For reasons now lost to time, we decided to address this not by changing sequentialisation to more directly deal with nesting, but by introducing a more general optimisation, called in-place lowering because it pushes in-place updates down into loop nests. I suppose we thought user-written code might also benefit from this. The idea was to recognise code of the form

let r =
  loop r1 = r0 = for i < n do
    let a = r1[i]
    let r1[i] = ... a ...
    in r1
...
let y[k] = r in
...

and turn it into

let x0 = y with [k] <- r0
let y =
  loop x = x0 = for i < n do
    let a = a[k,i]
    let x[k,i] = ... a ...
    in x
...
let y = x0

For the above transformation to be valid, a long list of conditions must be fulfilled. For example, r must not be consumed after the original in-place update (since now that would involve consuming y[k]).
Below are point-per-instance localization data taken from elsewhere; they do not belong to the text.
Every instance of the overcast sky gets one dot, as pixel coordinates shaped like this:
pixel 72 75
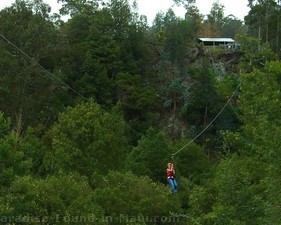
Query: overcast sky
pixel 150 7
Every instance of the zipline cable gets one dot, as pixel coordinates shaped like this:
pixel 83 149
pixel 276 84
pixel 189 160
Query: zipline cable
pixel 234 92
pixel 48 72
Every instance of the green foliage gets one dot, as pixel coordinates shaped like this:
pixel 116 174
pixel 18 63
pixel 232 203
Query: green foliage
pixel 241 192
pixel 33 90
pixel 61 199
pixel 191 162
pixel 89 140
pixel 129 198
pixel 12 160
pixel 4 125
pixel 150 156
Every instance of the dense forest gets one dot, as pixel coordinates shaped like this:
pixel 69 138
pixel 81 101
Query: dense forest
pixel 93 107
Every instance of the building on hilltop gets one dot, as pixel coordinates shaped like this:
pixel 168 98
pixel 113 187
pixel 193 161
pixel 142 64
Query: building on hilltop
pixel 227 43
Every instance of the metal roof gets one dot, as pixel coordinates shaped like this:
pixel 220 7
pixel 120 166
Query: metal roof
pixel 216 39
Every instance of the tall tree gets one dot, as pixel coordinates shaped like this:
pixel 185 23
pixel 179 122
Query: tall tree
pixel 88 140
pixel 27 25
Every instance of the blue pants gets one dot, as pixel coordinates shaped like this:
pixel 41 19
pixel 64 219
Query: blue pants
pixel 173 184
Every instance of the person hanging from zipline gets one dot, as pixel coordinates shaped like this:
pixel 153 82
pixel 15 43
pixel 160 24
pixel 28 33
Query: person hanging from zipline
pixel 171 177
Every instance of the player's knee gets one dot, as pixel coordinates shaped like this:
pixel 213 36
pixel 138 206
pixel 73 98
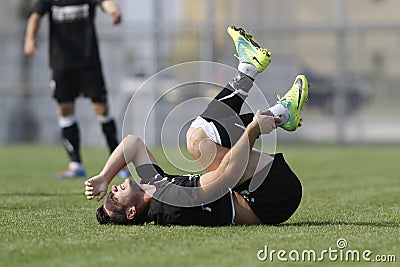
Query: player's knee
pixel 193 138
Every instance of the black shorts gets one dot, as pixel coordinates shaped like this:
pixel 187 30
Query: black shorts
pixel 279 194
pixel 69 84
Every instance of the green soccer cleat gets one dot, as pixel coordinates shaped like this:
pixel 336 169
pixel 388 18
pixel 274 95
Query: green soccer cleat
pixel 294 100
pixel 248 50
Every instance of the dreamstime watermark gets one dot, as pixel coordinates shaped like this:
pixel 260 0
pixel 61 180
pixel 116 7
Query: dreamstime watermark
pixel 339 253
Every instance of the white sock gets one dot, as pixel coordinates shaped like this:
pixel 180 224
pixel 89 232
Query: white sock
pixel 279 111
pixel 248 69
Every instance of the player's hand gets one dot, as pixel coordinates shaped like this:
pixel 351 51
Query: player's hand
pixel 30 47
pixel 96 186
pixel 265 123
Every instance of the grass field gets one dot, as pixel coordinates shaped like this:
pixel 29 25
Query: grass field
pixel 350 192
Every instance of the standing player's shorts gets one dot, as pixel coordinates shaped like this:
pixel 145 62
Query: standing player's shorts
pixel 278 195
pixel 70 84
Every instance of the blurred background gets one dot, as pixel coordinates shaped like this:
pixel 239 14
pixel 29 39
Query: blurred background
pixel 347 49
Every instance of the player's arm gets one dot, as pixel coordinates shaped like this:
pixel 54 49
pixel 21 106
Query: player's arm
pixel 30 34
pixel 234 163
pixel 112 8
pixel 131 149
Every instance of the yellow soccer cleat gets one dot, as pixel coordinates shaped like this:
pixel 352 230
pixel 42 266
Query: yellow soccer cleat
pixel 248 50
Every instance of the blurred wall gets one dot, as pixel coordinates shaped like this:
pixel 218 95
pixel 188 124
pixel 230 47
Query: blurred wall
pixel 348 49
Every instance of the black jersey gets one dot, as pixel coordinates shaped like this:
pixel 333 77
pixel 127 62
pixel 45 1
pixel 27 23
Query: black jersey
pixel 163 209
pixel 72 35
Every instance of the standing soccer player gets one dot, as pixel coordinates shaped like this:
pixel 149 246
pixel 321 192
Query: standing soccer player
pixel 76 68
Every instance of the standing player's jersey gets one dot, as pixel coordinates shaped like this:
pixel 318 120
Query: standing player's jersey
pixel 174 202
pixel 73 40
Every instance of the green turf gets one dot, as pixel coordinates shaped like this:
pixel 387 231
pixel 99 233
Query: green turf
pixel 350 192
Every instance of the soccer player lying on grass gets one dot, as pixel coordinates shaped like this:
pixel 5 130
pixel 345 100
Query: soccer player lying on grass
pixel 223 195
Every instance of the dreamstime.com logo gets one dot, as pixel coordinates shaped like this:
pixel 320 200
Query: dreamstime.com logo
pixel 339 253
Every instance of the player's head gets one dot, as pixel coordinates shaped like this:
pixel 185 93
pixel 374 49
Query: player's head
pixel 123 205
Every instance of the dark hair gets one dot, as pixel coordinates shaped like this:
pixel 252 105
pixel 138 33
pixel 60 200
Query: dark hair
pixel 119 217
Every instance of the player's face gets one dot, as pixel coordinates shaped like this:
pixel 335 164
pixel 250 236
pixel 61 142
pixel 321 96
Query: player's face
pixel 120 195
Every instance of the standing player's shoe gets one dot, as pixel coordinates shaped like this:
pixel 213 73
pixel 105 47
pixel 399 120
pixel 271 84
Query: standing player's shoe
pixel 124 173
pixel 75 170
pixel 294 100
pixel 249 51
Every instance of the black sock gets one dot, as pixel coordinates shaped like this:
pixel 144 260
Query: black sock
pixel 110 133
pixel 71 141
pixel 227 103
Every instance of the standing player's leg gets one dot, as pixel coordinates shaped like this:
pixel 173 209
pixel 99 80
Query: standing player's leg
pixel 71 140
pixel 65 91
pixel 94 88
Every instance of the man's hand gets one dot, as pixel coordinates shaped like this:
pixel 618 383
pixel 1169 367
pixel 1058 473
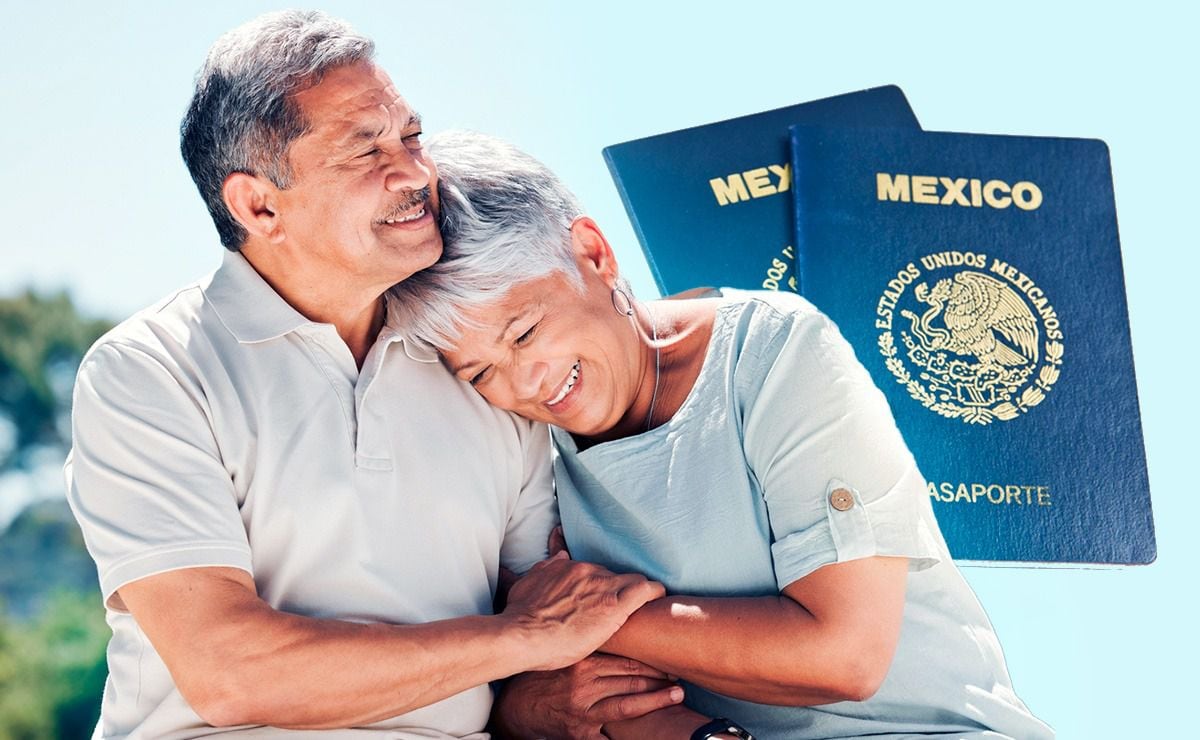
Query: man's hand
pixel 568 608
pixel 579 701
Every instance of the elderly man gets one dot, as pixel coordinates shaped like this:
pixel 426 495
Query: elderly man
pixel 299 516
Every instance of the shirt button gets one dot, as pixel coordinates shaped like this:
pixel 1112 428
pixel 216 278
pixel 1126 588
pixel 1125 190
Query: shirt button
pixel 841 499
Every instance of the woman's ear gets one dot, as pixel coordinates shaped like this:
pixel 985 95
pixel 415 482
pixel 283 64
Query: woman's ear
pixel 592 250
pixel 252 203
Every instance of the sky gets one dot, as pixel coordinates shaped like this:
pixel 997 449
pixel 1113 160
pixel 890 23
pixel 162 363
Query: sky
pixel 95 199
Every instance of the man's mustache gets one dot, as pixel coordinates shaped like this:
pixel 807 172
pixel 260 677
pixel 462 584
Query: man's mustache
pixel 411 202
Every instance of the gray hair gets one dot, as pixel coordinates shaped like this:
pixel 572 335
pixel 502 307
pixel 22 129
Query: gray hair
pixel 505 220
pixel 243 116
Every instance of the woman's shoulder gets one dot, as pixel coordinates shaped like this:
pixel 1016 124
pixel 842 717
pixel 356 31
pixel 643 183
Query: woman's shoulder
pixel 757 317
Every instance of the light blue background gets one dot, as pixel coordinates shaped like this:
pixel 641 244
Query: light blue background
pixel 94 197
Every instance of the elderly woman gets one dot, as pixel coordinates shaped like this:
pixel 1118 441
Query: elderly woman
pixel 732 449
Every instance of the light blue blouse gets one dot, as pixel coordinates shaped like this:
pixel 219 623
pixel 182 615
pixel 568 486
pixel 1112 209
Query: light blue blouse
pixel 743 492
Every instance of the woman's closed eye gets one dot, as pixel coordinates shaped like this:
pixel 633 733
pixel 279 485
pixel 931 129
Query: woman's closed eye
pixel 480 375
pixel 528 335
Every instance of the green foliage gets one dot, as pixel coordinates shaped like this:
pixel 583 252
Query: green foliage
pixel 52 633
pixel 52 669
pixel 42 338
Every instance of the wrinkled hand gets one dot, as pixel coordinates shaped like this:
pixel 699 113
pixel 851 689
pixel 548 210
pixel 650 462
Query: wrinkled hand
pixel 567 609
pixel 576 702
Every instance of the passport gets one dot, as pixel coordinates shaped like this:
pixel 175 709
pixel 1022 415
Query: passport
pixel 979 280
pixel 712 205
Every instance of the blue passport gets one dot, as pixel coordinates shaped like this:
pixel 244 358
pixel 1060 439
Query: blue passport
pixel 979 281
pixel 712 205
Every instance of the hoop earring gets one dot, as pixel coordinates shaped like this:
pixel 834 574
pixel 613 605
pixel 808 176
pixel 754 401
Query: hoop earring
pixel 628 310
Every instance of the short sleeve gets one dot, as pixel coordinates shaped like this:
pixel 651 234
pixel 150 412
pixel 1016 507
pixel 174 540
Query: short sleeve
pixel 535 512
pixel 838 480
pixel 144 476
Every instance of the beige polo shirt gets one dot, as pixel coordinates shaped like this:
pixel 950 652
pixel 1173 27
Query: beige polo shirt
pixel 222 428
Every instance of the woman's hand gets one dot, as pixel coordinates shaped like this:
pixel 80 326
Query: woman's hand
pixel 579 701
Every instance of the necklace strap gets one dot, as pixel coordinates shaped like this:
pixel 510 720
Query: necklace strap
pixel 654 396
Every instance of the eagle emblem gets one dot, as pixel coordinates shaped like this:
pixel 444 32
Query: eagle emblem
pixel 976 344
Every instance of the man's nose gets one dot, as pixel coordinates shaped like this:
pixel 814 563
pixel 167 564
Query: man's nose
pixel 407 170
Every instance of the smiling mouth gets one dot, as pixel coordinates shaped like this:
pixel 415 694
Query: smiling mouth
pixel 567 385
pixel 406 218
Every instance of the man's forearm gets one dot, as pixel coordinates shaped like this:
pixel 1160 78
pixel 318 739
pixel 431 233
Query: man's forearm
pixel 268 667
pixel 238 661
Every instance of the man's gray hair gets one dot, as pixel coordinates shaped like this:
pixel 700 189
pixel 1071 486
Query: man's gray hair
pixel 243 116
pixel 505 220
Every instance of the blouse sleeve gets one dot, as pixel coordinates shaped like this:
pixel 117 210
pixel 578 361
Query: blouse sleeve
pixel 837 477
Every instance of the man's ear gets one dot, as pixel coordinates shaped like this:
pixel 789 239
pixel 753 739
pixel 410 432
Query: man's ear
pixel 252 203
pixel 593 251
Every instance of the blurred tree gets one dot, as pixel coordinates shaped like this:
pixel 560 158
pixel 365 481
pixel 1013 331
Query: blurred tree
pixel 42 338
pixel 52 623
pixel 52 669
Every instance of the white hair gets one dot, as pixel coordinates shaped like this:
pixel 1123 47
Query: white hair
pixel 505 220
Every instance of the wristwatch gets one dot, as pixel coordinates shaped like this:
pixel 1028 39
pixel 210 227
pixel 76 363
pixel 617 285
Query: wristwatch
pixel 721 726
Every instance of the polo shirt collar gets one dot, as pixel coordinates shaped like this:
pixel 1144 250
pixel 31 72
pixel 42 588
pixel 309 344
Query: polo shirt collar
pixel 253 312
pixel 249 307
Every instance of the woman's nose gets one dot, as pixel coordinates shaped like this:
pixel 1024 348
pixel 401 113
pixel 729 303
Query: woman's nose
pixel 529 379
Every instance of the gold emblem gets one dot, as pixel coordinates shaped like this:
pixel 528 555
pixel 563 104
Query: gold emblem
pixel 984 341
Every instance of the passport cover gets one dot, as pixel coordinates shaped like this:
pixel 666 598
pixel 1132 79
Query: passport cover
pixel 978 278
pixel 711 205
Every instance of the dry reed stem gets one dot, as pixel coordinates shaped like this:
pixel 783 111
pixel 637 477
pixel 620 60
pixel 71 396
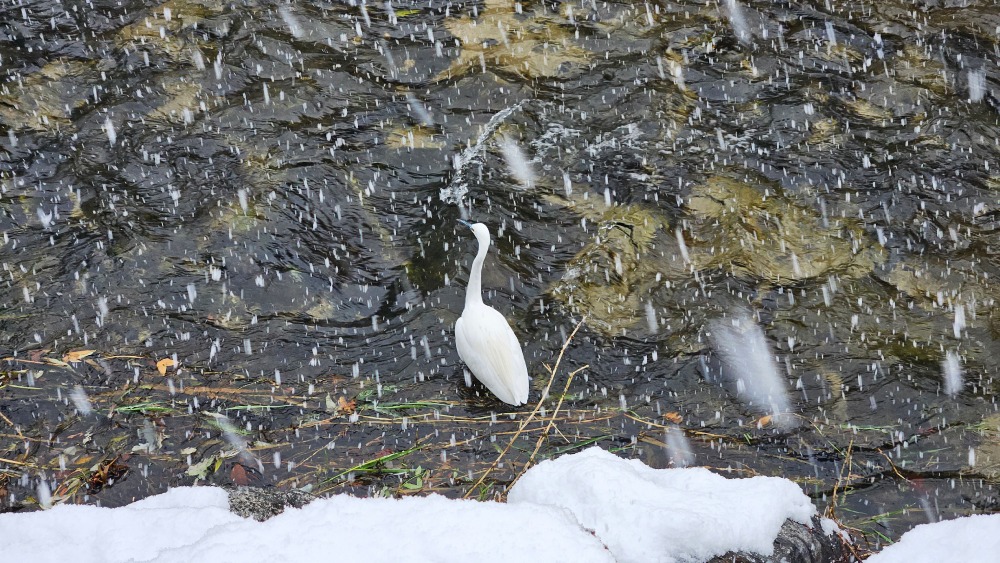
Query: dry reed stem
pixel 552 421
pixel 833 497
pixel 545 394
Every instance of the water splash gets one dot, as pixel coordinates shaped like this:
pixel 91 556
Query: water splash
pixel 458 187
pixel 81 401
pixel 735 13
pixel 678 447
pixel 517 162
pixel 952 370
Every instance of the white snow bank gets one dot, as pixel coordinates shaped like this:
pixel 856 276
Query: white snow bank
pixel 973 539
pixel 644 514
pixel 194 524
pixel 640 514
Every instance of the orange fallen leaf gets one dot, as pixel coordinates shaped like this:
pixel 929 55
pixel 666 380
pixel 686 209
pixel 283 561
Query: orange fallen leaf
pixel 76 355
pixel 163 364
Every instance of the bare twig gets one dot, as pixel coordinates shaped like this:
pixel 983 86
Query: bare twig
pixel 545 393
pixel 552 421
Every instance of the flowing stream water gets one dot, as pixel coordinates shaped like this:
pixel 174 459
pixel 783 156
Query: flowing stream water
pixel 230 251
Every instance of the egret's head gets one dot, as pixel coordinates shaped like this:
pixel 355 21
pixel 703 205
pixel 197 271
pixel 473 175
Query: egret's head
pixel 481 231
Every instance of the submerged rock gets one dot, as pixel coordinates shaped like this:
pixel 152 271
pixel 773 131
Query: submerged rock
pixel 797 543
pixel 261 504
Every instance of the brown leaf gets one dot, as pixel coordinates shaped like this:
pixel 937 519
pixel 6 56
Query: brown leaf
pixel 36 355
pixel 674 417
pixel 76 355
pixel 239 475
pixel 163 364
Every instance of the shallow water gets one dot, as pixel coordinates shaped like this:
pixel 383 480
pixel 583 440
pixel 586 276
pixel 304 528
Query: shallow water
pixel 267 194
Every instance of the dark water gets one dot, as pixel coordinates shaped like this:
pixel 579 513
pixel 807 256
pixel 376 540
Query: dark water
pixel 267 194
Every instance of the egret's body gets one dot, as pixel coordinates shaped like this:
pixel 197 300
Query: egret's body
pixel 485 341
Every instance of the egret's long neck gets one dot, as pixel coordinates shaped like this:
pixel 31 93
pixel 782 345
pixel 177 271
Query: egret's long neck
pixel 474 292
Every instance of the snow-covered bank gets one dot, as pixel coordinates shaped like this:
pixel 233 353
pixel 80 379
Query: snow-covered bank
pixel 970 539
pixel 590 506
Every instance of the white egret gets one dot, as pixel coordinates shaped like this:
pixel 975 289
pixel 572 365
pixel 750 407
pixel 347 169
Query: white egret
pixel 485 341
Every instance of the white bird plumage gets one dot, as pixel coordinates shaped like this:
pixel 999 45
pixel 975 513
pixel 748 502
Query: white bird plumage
pixel 485 341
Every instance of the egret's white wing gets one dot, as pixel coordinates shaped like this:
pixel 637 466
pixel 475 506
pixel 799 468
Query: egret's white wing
pixel 490 348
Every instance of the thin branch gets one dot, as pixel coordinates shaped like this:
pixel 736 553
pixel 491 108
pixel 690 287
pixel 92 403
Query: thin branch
pixel 545 394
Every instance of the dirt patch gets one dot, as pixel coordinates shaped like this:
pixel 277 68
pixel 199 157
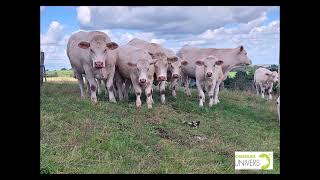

Another is that the array y (or its aliases) may not be used inside the body of the loop, as that could violate data dependencies. There are more, and they are quite fiddly. And to our mild embarrassment, we never actually managed to check all of them. Nevertheless, this optimisation existed since early 2015, and managed to speed up at least some programs, some of the time.

During our initial work on the in-place forwarding optimisation, we realised it was a somewhat limited implementation of a general idea: avoiding copies by constructing values in-place. A mere seven years later, Philip Munksgaard finished his PhD on (among other things) array short circuiting, which is exactly a general implementation of that idea. And only a year after Philip finished his work, I remembered that short circuiting in principle makes in-place lowering redundant, and decided to remove it. Both in-place lowering and array short circuiting are very complicated program transformations, and I am unsure whether short circuiting actually handles all the (somewhat ad hoc) cases detected by in-place lowering. When comparing the performance obtained when disabling the latter (which is what actually matters), it seems there is no real impact. And so, after over eight years of service, an optimisation I added in the first year of my PhD studies is finally gone.

Good riddance; I really disliked having to fix bugs in that pass.

I still want to improve our sequentialisation transformation some day, though.